“Nasty Women” is a title which has become part of everyday parlance since Donald Trump called Hilary Clinton a nasty woman in the third presidential debate. It is a title many women have appropriated and use with pride.
This phrase
came to mind when I came across a BookRiot
article entitled “100 Must-Read Books with Unlikable Women”; this list features
women who “refuse to be boxed into the idea of what girls, women, mothers,
sisters, and girlfriends should be. They refuse to smile through their
problems, to not be a burden, to make the right decisions, to play nice. They
are human. They are hot messes. They have mental illnesses, are addicts, are
aggressive, violent, complicated, and flawed. They are many times products of
abuse and/or gaslighting. Sometimes they are killers. Sometimes they are just
unlikable.” See the list at http://bookriot.com/2017/03/20/100-must-read-unlikable-women/?utm_source=Sailthru&utm_medium=email&utm_campaign=Riot%20Rundown&utm_term=BookRiot_TheRiotRundown_Tue-Thur.
I’ve read
16 of these books.
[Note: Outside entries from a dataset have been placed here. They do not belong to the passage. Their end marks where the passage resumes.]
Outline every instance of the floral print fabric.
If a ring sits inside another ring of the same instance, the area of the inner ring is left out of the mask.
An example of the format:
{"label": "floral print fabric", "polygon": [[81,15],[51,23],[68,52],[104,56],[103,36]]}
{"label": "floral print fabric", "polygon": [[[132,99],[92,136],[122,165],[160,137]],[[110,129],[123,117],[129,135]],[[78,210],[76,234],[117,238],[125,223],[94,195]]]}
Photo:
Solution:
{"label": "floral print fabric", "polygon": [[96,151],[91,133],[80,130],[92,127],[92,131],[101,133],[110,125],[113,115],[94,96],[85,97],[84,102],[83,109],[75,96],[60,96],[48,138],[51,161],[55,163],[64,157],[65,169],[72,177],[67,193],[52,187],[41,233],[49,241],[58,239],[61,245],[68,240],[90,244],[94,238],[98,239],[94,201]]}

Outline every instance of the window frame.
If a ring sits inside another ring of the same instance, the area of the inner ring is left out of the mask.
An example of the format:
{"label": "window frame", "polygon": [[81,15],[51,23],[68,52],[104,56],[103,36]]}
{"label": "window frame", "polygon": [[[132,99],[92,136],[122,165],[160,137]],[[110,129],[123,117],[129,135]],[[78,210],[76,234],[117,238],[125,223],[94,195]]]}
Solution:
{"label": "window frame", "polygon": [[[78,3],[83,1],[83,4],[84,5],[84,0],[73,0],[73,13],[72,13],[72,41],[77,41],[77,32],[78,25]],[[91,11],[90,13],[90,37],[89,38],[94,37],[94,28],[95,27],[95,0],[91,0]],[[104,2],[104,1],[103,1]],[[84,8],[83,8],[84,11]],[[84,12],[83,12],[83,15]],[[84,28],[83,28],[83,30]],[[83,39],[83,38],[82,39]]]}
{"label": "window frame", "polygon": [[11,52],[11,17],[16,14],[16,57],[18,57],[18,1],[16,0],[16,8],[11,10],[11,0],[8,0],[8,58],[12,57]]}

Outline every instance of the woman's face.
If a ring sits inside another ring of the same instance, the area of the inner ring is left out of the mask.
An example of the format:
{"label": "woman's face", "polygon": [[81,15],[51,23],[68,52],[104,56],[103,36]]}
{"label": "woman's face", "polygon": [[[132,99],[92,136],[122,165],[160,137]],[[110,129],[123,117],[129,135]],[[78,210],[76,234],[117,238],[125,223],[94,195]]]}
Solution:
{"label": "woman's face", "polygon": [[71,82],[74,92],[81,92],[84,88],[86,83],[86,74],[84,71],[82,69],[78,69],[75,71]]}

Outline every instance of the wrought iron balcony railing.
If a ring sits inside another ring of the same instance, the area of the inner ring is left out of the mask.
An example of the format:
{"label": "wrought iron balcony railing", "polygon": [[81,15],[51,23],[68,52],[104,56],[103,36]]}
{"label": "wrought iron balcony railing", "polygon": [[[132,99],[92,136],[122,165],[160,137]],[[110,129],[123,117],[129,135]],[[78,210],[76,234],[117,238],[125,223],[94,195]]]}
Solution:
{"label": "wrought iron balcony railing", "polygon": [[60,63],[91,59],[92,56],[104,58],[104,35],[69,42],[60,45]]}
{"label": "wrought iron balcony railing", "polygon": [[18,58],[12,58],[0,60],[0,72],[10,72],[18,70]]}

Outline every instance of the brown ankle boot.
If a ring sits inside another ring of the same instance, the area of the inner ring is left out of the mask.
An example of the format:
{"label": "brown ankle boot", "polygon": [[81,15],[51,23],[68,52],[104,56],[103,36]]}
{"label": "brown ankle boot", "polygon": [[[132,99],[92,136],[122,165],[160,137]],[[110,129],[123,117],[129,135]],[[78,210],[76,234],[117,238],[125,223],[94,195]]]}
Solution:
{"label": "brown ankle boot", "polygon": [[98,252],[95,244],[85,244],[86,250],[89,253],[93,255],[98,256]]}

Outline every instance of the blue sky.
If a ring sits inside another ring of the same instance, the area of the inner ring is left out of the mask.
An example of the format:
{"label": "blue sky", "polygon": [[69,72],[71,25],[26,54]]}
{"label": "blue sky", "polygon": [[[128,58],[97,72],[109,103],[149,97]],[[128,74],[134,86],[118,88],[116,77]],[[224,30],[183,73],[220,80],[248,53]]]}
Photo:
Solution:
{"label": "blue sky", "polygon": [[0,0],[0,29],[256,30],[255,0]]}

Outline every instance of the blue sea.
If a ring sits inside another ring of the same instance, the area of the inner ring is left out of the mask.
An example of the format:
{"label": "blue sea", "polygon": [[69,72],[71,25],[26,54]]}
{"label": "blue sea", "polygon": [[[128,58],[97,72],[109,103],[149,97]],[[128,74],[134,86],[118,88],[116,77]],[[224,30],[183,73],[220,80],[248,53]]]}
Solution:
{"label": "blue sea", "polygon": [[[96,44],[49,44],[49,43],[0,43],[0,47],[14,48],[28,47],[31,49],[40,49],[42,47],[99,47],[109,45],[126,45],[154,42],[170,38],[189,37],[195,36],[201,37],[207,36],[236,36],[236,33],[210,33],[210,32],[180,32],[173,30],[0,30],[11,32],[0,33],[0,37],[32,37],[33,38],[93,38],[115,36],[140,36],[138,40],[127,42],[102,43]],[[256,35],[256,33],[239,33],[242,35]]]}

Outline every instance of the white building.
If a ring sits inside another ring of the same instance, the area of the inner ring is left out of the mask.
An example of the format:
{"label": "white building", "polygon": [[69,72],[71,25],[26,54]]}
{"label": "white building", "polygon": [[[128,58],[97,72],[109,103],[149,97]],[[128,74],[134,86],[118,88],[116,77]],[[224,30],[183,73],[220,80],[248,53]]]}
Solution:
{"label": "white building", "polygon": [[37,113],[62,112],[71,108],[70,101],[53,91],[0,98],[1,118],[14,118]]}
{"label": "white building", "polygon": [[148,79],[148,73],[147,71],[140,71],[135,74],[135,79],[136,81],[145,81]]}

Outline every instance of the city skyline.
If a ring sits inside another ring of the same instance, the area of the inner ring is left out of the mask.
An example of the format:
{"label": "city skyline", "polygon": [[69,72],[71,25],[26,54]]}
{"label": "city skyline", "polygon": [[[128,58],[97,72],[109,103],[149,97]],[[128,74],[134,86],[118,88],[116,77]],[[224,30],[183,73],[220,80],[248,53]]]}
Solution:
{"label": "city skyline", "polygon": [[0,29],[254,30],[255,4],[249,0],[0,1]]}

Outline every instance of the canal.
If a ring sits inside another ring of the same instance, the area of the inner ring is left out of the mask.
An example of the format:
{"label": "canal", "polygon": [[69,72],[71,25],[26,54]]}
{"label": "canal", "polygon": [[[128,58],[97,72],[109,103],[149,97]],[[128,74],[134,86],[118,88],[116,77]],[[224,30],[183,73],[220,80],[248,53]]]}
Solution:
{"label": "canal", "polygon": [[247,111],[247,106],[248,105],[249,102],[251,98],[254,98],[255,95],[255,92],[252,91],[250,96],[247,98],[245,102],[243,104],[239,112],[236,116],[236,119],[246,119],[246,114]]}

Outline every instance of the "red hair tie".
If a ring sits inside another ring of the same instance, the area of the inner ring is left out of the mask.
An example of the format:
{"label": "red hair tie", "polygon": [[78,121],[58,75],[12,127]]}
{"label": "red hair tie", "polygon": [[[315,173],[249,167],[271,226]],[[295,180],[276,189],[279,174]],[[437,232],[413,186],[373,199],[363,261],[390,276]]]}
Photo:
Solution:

Here are my reviews
of nine of them:
The Girls by Emma Cline:
http://schatjesshelves.blogspot.ca/2017/03/review-of-girls-by-emma-cline.html
Dark Places by Gillian Flynn: http://schatjesshelves.blogspot.ca/2015/08/review-of-dark-places-by-gillian-flynn.html
Under the Midnight Sun by Keigo Higashino: http://schatjesshelves.blogspot.ca/2017/01/review-of-under-midnight-sun-by-keigo.html
Eileen by Ottessa Moshfegh: http://schatjesshelves.blogspot.ca/2016/07/review-of-eileen-by-ottessa-moshfegh.html
The Bell Jar by Sylvia Plath: http://schatjesshelves.blogspot.ca/2015/10/review-of-bell-jar-by-sylvia-plath.html
The Woman in Cabin 10 by Ruth Ware: http://schatjesshelves.blogspot.ca/2017/02/review-of-woman-in-cabin-10-by-ruth-ware.html
I’ve also
read Gone Girl and Sharp Objects by Gillian Flynn; The Woman Upstairs by Claire Messud; and
Where’d You Go, Bernadette by Maria
Semple. I read these four before I
started my blog so I will go through my archives and post them over the next
three days. (I also read Stieg Larsson’s
Millennium Trilogy but didn’t write reviews of any of the three books.)